The University of Maryland has lifted suspensions on 32 fraternities and sororities after concerns about misconduct surfaced earlier this month. Five other groups remain under investigation. Photo by blacktupelo/Wikimedia Commons

March 16 (UPI) -- The University of Maryland has lifted restrictions on 32 fraternities and sororities after it completed investigation into hazing accusations.

The university earlier this month said it banned 37 chapters of the Interfraternity Council and Panhellenic Association from recruiting new members, speaking to new members and hosting events were alcohol was present after allegations surfaced of hazing and alcohol related activities that "posed a potential threat to the safety and well-being of members of our community."

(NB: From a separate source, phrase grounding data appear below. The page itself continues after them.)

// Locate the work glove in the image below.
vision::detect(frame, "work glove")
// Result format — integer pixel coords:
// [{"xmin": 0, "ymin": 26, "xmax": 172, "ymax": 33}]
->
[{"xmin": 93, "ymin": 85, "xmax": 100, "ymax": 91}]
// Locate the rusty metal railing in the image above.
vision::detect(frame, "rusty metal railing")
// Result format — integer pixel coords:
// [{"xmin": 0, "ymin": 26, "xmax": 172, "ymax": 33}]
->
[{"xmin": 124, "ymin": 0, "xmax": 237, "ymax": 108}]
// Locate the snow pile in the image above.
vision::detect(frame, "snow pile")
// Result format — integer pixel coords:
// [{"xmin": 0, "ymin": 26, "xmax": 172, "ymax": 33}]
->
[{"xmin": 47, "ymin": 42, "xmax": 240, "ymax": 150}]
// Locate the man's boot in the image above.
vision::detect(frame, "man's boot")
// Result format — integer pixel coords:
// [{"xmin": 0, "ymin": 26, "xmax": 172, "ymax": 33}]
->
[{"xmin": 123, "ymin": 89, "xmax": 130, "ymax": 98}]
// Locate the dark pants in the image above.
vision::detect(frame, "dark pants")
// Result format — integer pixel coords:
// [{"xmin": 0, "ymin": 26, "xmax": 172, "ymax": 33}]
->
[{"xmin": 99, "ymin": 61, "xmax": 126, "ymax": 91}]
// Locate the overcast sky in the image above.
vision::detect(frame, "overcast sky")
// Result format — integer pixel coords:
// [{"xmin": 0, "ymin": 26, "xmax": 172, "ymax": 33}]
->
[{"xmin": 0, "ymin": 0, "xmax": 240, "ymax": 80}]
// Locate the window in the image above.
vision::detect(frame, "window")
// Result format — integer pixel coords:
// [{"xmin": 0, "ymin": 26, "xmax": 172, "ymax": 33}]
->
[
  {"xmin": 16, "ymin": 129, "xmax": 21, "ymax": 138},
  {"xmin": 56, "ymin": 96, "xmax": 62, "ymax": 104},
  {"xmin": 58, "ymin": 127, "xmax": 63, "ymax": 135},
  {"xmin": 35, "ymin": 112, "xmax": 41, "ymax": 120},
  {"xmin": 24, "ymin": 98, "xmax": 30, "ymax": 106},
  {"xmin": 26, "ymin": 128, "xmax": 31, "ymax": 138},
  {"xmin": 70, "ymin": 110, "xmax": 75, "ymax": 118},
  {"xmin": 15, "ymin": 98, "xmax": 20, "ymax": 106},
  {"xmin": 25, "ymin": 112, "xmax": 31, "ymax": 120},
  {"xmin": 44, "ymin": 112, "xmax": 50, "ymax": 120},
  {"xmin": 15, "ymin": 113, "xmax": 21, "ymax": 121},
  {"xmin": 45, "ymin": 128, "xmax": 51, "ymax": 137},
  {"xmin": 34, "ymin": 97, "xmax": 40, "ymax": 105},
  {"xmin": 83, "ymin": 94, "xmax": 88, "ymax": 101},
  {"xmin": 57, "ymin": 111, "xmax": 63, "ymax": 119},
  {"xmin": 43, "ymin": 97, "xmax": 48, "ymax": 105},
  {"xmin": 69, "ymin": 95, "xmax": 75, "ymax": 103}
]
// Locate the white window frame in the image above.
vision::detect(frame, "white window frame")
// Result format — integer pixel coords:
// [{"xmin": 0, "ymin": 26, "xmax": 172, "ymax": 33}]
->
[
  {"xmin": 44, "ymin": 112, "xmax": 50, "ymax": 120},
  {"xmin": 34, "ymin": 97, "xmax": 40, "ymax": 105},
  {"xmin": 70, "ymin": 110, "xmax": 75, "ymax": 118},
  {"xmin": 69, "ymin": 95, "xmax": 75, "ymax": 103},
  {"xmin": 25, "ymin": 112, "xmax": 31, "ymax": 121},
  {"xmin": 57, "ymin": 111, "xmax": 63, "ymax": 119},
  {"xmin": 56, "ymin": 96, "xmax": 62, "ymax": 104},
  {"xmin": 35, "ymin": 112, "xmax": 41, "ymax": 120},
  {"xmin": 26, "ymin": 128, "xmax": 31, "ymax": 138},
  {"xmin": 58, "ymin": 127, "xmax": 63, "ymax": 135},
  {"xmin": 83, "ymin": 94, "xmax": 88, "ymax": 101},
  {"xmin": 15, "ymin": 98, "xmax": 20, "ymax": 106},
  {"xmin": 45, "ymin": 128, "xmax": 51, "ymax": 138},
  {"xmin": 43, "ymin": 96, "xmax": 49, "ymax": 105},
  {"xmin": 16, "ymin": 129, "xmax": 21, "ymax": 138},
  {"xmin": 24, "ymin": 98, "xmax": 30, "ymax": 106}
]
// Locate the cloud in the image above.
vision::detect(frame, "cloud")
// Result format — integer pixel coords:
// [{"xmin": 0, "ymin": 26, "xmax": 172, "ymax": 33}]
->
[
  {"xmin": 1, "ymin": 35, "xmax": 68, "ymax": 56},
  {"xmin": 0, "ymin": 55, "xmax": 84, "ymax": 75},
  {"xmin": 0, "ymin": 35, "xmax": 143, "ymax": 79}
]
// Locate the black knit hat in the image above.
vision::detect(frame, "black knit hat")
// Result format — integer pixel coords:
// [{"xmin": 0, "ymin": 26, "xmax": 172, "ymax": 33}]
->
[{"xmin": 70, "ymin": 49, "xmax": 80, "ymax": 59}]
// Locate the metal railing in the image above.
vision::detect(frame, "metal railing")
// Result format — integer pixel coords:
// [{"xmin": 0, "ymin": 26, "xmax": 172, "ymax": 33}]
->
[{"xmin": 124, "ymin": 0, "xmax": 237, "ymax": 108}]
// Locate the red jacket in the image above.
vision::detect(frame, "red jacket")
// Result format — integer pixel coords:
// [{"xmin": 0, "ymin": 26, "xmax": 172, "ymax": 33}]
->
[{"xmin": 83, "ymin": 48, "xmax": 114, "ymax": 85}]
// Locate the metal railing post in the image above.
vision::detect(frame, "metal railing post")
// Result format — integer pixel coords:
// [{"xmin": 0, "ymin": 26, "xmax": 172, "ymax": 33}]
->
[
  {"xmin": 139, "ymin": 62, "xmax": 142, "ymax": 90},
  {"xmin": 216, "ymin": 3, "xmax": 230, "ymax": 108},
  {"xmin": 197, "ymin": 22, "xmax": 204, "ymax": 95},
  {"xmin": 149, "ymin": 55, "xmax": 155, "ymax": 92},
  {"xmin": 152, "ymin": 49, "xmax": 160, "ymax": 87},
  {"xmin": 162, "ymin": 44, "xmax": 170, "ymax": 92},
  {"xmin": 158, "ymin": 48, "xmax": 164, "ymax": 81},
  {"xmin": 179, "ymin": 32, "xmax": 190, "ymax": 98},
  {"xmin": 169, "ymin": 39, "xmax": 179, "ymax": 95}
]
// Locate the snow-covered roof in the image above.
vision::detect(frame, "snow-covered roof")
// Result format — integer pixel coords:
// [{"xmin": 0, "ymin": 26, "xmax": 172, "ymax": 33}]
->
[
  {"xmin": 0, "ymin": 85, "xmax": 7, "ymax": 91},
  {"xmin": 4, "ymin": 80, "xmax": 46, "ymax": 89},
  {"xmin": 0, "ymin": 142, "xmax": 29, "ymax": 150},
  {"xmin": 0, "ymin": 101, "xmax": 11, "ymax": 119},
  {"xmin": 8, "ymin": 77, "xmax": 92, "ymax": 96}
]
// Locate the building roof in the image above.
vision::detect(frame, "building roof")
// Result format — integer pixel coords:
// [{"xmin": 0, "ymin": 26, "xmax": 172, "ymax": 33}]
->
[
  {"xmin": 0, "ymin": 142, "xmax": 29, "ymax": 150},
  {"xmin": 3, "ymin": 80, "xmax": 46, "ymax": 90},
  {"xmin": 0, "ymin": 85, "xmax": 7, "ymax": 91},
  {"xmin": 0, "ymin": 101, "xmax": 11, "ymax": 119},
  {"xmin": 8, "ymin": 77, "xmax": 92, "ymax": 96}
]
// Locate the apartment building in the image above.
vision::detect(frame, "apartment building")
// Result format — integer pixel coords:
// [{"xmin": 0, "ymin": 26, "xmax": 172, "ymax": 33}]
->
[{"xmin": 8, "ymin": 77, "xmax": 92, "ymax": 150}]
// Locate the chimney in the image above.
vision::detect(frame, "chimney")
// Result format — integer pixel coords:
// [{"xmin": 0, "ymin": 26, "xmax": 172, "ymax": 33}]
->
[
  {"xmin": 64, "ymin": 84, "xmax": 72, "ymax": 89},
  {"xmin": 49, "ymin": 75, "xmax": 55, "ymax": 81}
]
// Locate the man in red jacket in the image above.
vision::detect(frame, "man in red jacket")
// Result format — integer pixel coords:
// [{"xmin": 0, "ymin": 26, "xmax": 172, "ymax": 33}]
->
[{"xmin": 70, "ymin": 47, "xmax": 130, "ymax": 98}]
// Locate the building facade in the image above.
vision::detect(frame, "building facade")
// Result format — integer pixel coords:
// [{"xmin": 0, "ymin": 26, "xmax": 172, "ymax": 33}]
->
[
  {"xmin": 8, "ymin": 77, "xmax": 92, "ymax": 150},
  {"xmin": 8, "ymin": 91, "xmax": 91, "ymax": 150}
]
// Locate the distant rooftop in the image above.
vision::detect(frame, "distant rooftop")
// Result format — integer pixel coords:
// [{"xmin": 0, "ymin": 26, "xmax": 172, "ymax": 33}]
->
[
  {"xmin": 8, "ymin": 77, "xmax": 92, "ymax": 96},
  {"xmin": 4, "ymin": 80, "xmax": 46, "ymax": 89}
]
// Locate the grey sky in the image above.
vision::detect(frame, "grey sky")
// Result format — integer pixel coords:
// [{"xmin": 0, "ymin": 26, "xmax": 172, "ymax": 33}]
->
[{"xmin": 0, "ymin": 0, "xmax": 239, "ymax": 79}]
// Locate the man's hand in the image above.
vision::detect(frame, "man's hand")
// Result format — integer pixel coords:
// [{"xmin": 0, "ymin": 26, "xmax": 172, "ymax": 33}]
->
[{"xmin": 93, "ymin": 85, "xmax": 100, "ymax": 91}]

As of Friday, the university cleared 32 IFC and PHA chapters to return to normal activities.

Five other chapters remain under investigation and will continue to have "limited restrictions" on their activities.

"We recognize that temporarily pausing select activities has had an effect on our fraternity and sorority members, particularly new members," the university said in a statement. "However, we chose a course of action that prioritized safety and prevention, with the aim of assessing the reports we had received and preventing a significant health and safety incident from occurring."

The decision comes days after the national Fraternity Forward Coalition, a group representing several fraternities, filed a federal complaint against UMD over the suspension.

Students in the complaint sought a restraining order and temporary injunction against UMD. The suit listed James McShay, the interim director of fraternity and sorority life, James Bond, the director of student conduct; and Darryll Pines, the university president, as defendants.

"Finally, on the eve of Spring Break, the University of Maryland does the right thing. Sadly, it took them two weeks and the threat of a judge's ruling to do it," Wynn Smiley, spokesperson for Fraternity Forward Coalition, said in a statement issued to media outlets.

"We are astonished by the school's willingness to repeatedly violate their students' civil liberties -- their rights to freedom of association, due process and privacy -- and their own administrative procedures in chasing a meritless investigation."

UMD said all fraternity and sorority groups were warned in an "emergency meeting" in February that further allegations of misconduct would result in restrictions on the groups activities.

Despite the warning, the university said it received reports of "additional incidents" after the meeting took place, which resulted the university issuing a cease and desist order.

Attorneys representing some of the fraternities argued the university's ban on communications with new members violated their clients' First Amendment rights.

The hearing is scheduled to take place Monday in the U.S. District Court for Maryland. It is not clear how the lifting of the ban will affect the hearing.